Assuming these two programs have the same overall cost, the first program is substantially more cost-effective according to our current moral weights, as it produces more than three times as much impact per dollar. (Again, this is a highly simplified example; our actual analyses incorporate a wide array of other factors.5For example, to determine the value of a program that averts deaths, we need to know the mortality rate associated with the particular condition being addressed in the specific location where the program is being implemented, how much we estimate the program will reduce mortality, the percentage of people we expect will have access to the program because of our funding who wouldn’t otherwise, and much, much more. In addition, programs that avert mortality usually have other benefits, such as decreasing illness or increasing children’s long-term income, so we also calculate those benefit streams and add them to the overall value of the program. And if those benefits extend over time, we apply a discount rate to account for factors like changes in consumption and intertemporal uncertainty. Despite all those considerations, our models are only very rough approximations. While they are useful for comparing programs, we think the specific details are quite uncertain.)

We’re not satisfied

We have invested a lot of time working on these questions, but we’re not satisfied with our current approach. It isn’t fully grounded in a clear rationale, it only accounts for three primary outcomes, and we know that many people (including people on GiveWell’s staff!) value the outcomes much differently.

We’re working on it: we recently updated our moral weights page to more clearly spell out our current approach and open questions that might lead us to change our mind. In addition, we published a report describing our efforts to model the value of contraception, some of our open questions, and considerations for grantmaking.

We also think it’s important to get more input from people who are demographically similar to the people affected by the programs we fund, so we recently funded IDinsight to review recent scholarly literature on how people in low-income countries make trade-offs between health, income, subjective well-being, and contraception, and to pilot new approaches for eliciting information about these trade-offs.

We also know that more work won’t resolve what are ultimately ethical judgments. Historically, we’ve directed more funding to health than to livelihoods programs in part because our current moral weights—which consider an averted death around 100 times more valuable than doubling a person’s income—make it harder for income-focused programs to meet our cost-effectiveness threshold. But we don’t view those weights as the only reasonable standard, so we’re considering how to better incorporate moral frameworks that place greater importance on economic empowerment (for more on this effort, see our recent podcast episode on livelihoods programs).

To allow you to explore the impact of your own values, we have developed a moral weights tool where you can enter your own moral weights to see how that affects our Top Charity programs’ cost-effectiveness.

You might disagree

Translating the suffering and death of real people into units of value can seem callous. Unfortunately, we don’t have enough funding to avert all preventable deaths or address all preventable suffering.
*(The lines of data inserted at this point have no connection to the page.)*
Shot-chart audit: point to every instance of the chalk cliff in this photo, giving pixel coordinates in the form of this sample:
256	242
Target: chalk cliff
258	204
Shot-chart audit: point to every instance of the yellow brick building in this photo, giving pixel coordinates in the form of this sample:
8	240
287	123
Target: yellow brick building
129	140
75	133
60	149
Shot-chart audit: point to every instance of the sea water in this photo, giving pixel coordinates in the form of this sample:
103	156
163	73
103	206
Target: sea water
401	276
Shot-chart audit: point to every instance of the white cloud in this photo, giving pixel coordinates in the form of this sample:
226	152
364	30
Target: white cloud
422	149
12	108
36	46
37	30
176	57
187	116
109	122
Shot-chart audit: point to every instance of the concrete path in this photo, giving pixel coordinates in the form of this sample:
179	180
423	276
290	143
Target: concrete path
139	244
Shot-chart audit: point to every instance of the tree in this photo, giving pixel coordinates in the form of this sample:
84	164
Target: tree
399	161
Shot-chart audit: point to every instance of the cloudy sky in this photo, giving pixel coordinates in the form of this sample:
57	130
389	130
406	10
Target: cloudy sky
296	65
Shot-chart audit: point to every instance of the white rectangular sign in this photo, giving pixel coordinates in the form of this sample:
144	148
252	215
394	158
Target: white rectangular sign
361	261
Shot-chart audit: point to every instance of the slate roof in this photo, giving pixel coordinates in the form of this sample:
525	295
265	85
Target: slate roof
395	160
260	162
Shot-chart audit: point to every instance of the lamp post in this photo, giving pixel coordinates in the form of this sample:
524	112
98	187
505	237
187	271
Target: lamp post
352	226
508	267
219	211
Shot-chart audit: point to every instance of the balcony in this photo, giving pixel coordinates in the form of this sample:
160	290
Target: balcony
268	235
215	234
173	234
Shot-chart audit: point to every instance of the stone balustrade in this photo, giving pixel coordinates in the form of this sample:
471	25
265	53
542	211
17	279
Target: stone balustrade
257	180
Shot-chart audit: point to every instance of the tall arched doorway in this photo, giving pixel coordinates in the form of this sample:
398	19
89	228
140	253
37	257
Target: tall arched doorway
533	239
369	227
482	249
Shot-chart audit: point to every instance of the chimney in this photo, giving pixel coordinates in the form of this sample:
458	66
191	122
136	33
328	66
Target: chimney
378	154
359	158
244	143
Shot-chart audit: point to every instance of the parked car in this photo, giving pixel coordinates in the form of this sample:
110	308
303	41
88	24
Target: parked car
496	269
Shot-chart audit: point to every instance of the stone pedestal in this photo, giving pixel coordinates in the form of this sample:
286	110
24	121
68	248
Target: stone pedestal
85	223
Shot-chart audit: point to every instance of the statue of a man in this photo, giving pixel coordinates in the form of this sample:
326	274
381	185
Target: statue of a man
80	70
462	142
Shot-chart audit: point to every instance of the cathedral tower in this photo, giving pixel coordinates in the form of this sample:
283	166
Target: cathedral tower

We need a way to decide where to allocate scarce resources, and we want to allocate them in a way that has the greatest impact.

Our moral weights help us in that effort, but there are no easy—or absolute—answers to the questions they help us navigate. You might assign more (or less) weight to increasing consumption. You might value outcomes, such as autonomy, that are not included in our moral weights. That’s why, in line with our core value of transparency, we publish the full details of our analysis, including our judgment calls and tough moral tradeoffs: so you can evaluate our work and decide for yourself.